Dietary Considerations for People Who are Diagnosed with Diabetes
Your doctor has just informed you that you have diabetes. You’re probably feeling frightened, apprehensive and worried about your future. Although diabetes can be a lifelong illness, there are steps you can take to prevent symptoms and problems. With proper care and management, diabetes should not reduce your quality of life.
To take control of your diabetes, you must first understand it. The foods we eat contain a sugar called glucose. One of our organs, the pancreas, is responsible for producing insulin. Insulin transfers the glucose from our bloodstream to muscle, fat and liver cells, where it can be used for energy. Type 2 diabetes, which is frequently diagnosed later in life, occurs because your cells are not properly responding to the insulin, so the sugar (glucose) stays in your bloodstream. This is why people with diabetes have high blood sugar.
Fortunately, small changes in your diet can make a big difference. Don’t worry. You don’t need to give up your favorite foods. Instead, it’s critical to strike a balance. One important factor to consider when planning meals is the glycemic index. This is a measure of how long it takes your body takes to break down food. Michael Moore, an Australian chef, has come up with an easy way to classify these foods.
Fire foods are low in fiber and protein, and have a high glycemic index. Your body will burn through this energy quickly, hence the name “fire food.” Things such as white rice, candy, potato chips and other processed foods fall into this category. You should limit these in your diet.

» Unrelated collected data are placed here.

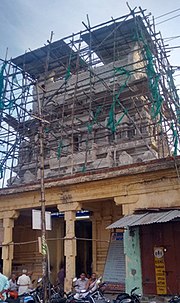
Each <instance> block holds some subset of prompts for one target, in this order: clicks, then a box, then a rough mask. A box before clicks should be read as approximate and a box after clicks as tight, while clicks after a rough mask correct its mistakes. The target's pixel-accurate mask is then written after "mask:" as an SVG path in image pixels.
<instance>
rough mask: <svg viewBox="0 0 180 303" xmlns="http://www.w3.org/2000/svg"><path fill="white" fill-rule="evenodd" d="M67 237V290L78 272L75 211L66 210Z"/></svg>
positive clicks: (66, 254) (64, 248)
mask: <svg viewBox="0 0 180 303" xmlns="http://www.w3.org/2000/svg"><path fill="white" fill-rule="evenodd" d="M64 217H65V221H66V237H65V241H64V253H65V256H66V279H65V291H69V290H70V289H71V287H72V279H73V278H74V277H75V274H76V239H75V220H76V212H75V211H66V212H65V216H64Z"/></svg>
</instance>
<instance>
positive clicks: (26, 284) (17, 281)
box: [17, 269, 31, 295]
mask: <svg viewBox="0 0 180 303" xmlns="http://www.w3.org/2000/svg"><path fill="white" fill-rule="evenodd" d="M17 285H18V286H19V289H18V295H22V294H24V293H26V292H28V291H29V288H30V286H31V280H30V278H29V276H28V275H27V270H26V269H23V270H22V275H21V276H19V278H18V280H17Z"/></svg>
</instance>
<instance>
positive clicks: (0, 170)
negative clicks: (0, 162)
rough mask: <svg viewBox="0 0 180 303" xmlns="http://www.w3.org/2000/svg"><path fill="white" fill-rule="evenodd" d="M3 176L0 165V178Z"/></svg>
mask: <svg viewBox="0 0 180 303" xmlns="http://www.w3.org/2000/svg"><path fill="white" fill-rule="evenodd" d="M2 178H3V168H2V166H0V179H2Z"/></svg>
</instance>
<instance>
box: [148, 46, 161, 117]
mask: <svg viewBox="0 0 180 303" xmlns="http://www.w3.org/2000/svg"><path fill="white" fill-rule="evenodd" d="M144 56H145V59H146V62H147V65H146V73H147V76H148V83H149V89H150V91H151V94H152V100H151V101H152V105H151V116H152V118H153V119H155V118H156V117H157V116H158V115H159V114H160V112H161V107H162V103H163V98H162V96H161V94H160V91H159V78H160V75H159V74H157V73H156V71H155V68H154V57H153V55H152V52H151V50H150V48H149V46H148V45H146V44H145V45H144Z"/></svg>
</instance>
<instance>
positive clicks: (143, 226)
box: [140, 222, 180, 294]
mask: <svg viewBox="0 0 180 303" xmlns="http://www.w3.org/2000/svg"><path fill="white" fill-rule="evenodd" d="M140 243H141V259H142V281H143V292H144V294H158V293H157V292H158V291H157V285H156V278H157V274H155V266H156V265H155V255H154V249H155V248H162V250H163V259H164V266H165V270H164V272H165V273H164V275H165V279H166V293H167V294H177V293H180V254H179V243H180V222H168V223H163V224H160V223H155V224H151V225H144V226H141V228H140Z"/></svg>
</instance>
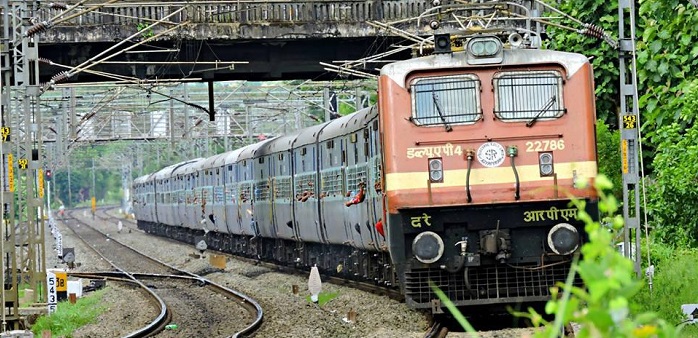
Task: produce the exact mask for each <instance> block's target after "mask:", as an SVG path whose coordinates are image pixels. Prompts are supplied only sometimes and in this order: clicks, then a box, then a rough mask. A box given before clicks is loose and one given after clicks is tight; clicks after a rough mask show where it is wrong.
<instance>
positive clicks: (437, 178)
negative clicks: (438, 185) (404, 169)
mask: <svg viewBox="0 0 698 338" xmlns="http://www.w3.org/2000/svg"><path fill="white" fill-rule="evenodd" d="M443 181H444V164H443V160H442V159H441V158H430V159H429V182H431V183H441V182H443Z"/></svg>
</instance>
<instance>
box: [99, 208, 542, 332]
mask: <svg viewBox="0 0 698 338" xmlns="http://www.w3.org/2000/svg"><path fill="white" fill-rule="evenodd" d="M96 218H98V219H101V220H103V221H105V222H107V223H109V224H110V225H109V227H110V228H111V227H112V224H113V225H115V224H117V223H118V221H122V223H123V229H124V230H122V232H123V231H128V230H127V229H131V230H132V231H138V232H142V230H140V229H137V227H136V224H135V222H133V221H132V220H129V219H125V218H122V217H119V215H118V213H117V212H116V208H101V209H98V211H97V214H96ZM113 229H116V228H115V227H114V228H113ZM163 239H166V240H168V241H172V242H176V243H180V242H177V241H174V240H171V239H167V238H164V237H163ZM192 249H193V247H192ZM210 253H212V254H217V255H224V256H226V257H230V258H231V259H234V260H236V261H240V262H244V263H247V264H251V265H255V266H259V267H264V268H266V269H269V270H271V271H277V272H280V273H283V274H290V275H298V276H301V277H303V278H307V275H308V272H307V271H306V270H302V269H296V268H295V267H293V266H285V265H278V264H274V263H271V262H264V261H260V260H258V259H256V258H250V257H240V256H234V255H229V254H227V253H222V252H213V251H211V252H210ZM322 280H323V282H328V283H332V284H335V285H341V286H346V287H350V288H354V289H358V290H361V291H365V292H369V293H373V294H376V295H383V296H387V297H389V298H392V299H395V300H399V301H401V300H403V299H402V296H401V295H400V294H399V292H397V291H395V290H392V291H391V290H390V289H387V288H385V287H379V286H376V285H371V284H370V283H360V282H357V281H353V280H344V279H340V278H332V277H330V276H325V275H323V276H322ZM364 315H371V314H364ZM471 315H472V314H471ZM426 317H429V318H430V319H431V320H430V321H429V325H428V326H426V327H424V331H422V333H419V334H418V336H420V337H425V338H427V337H428V338H435V337H439V338H443V337H461V336H463V335H464V333H462V331H463V329H462V328H461V327H460V325H459V324H458V323H455V321H454V320H453V319H452V318H446V317H449V316H447V315H445V316H432V315H426ZM468 317H469V320H471V324H472V325H473V326H475V327H476V329H477V330H478V334H479V335H480V337H483V338H485V337H503V336H522V335H526V334H529V333H530V332H528V331H525V329H515V328H516V327H520V325H514V324H512V319H511V318H506V319H505V318H503V317H497V318H487V316H484V317H483V316H482V315H481V316H478V317H477V318H474V317H471V316H468ZM416 336H417V335H414V336H413V337H416Z"/></svg>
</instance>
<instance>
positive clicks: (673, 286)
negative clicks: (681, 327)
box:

Water foods are freebies. You can eat as much of these as you like. Water foods keep you hydrated and can fill you up. Vegetables and most fruits are water foods.
Coal foods have a lower glycemic index, so your blood sugar won’t rapidly spike. These are the foods that burn slowly and for a long period of time. Foods that are high in protein and fiber fall into this category. Nuts and legumes, lean meat, seafood and whole grain products are all coal foods.
Knowing which type of food you’re eating will allow you to maintain a better handle on your diet. If you’re eating mostly fire foods, it’s no wonder your energy is burning out quickly and your blood sugar levels are spiking. Planning ahead and eating frequent, small meals will prevent you from becoming so hungry that you reach for the cookie jar just to get something in your system. Try keeping a food diary for a few weeks. You may be surprised at what you learn.
There are some easy substitutions you can make so you won’t feel like you’re depriving yourself or drastically changing your lifestyle. When grocery-shopping, buy whole wheat bread rather than white. Ditch the butter and cook your meals in olive oil, or if that seems too extreme, go for half and half and increase the ratio of olive oil to butter. If you love to bake, applesauce makes a surprisingly tasty substitute for shortening or butter.
Learning you have a chronic disease is scary, but you don’t have to become a new person overnight. There are plenty of cookbooks out there with delicious recipes that cater to people with diabetes. In the end, you are responsible for how much your diagnosis affects your life. Keep in mind that a little change is better than no change, and every bit counts. Put some of these ideas into action, and you will start feeling better mentally and physically.